Para mostrar a falta de credibilidade da comissão espanhola junto das vítimas de abusos, o jornal El País refere os números de denúncias recolhidas pelas comissões instituídas noutros países, todos bastante superiores. Foto © Doidam10.
Criada há um ano, a comissão de investigação dos abusos sexuais contra menores cometidos no âmbito da Igreja Católica espanhola não teve, nem terá, acesso generalizado aos arquivos diocesanos, paroquiais ou das ordens religiosas do país, e recolheu apenas 150 depoimentos de vítimas, assumindo que não tem como objetivo “apresentar um relatório quantitativo”, revela uma extensa reportagem do jornal El País, publicada dia 1 de março.
Contudo, os dados até agora recolhidos pela comissão permitem a Javier Cremades, presidente do escritório de advogados Cremades & Calvo Sotelo, que lidera a equipa de 31 pessoas encarregue pela Conferência Episcopal Espanhola (CEE) de investigar os abusos [ver 7MARGENS] afirmar aos jornalistas que os menores abusados no interior da Igreja
“serão seguramente vários milhares”.
Esta estimativa contraria as referências feitas pelos responsáveis da CEE, que no final de 2021 indicaram 220 vítimas como total de menores abusados, número que, já no final de 2022, admitiram ser de 506.

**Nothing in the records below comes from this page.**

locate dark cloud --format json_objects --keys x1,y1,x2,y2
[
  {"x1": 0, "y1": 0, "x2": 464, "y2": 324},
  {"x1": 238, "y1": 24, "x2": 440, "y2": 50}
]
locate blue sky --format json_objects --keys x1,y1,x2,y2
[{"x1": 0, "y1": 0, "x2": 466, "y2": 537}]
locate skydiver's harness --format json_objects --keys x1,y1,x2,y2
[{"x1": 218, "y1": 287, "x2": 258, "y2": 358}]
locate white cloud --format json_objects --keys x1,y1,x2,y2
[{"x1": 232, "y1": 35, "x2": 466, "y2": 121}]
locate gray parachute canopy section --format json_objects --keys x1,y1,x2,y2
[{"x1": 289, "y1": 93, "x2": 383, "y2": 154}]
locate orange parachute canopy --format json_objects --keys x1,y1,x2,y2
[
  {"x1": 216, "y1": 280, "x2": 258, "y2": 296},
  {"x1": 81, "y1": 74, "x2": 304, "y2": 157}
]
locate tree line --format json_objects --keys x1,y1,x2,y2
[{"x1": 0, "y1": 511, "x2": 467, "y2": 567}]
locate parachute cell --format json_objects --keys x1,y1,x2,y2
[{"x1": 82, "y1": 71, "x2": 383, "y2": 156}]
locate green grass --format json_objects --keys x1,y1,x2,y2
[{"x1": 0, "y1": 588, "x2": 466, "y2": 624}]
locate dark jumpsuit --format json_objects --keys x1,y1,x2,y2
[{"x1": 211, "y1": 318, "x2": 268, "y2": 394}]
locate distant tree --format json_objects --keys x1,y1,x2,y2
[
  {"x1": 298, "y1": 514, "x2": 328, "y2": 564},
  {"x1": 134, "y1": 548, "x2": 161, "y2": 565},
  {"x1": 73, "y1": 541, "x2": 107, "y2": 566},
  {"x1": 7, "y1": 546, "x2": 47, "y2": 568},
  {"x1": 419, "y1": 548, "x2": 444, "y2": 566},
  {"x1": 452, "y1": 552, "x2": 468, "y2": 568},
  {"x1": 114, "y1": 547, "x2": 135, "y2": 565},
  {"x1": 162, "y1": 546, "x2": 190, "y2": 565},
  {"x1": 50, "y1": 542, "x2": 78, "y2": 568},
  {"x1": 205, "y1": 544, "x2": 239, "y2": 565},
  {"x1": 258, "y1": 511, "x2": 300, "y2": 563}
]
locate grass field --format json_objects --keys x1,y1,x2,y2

Mas o próprio Cremades é o primeiro a assegurar que o objetivo da comissão não é apresentar um relatório quantitativo sobre o número de vítimas, e sim “analisar de forma crítica o que se passou, fazer propostas de reparação das vítimas e apontar medidas para que estas situações não se repitam”.
Entre as propostas de reparação, incluem-se sugestões sobre os montantes de eventuais indemnizações a pagar às pessoas abusadas.
A comissão foi criada em 22 de fevereiro de 2022 e imediatamente alvo de críticas pelo facto de Javier Cremades ser católico e membro da Opus Dei. O jornal El País tem sido particularmente crítico em relação ao secretismo em que a Igreja espanhola se tem fechado quanto à disponibilização de informação relativa ao abuso de menores e construiu uma base de dados própria a partir de investigação realizada ao longo de mais de dois anos. Nela, contabiliza 929 abusadores e 1.770 vítimas. Por outro lado, mais de 400 vítimas responderam ao inquérito lançado em julho do ano passado pela comissão constituída, a pedido do Parlamento espanhol, pelo Provedor de Justiça.
Para mostrar a falta de credibilidade da comissão espanhola junto das vítimas de abusos, o diário espanhol refere os dados recolhidos pela comissão independente instituída pelos bispos portugueses (512 denúncias) pela comissão alemã (3.677 casos documentados), pela francesa (6.500 denúncias de vítimas e de familiares destas), pela belga (1.054 denúncias), pela comissão dos Países Baixos (3.712) e pela comissão australiana (4.444 denúncias).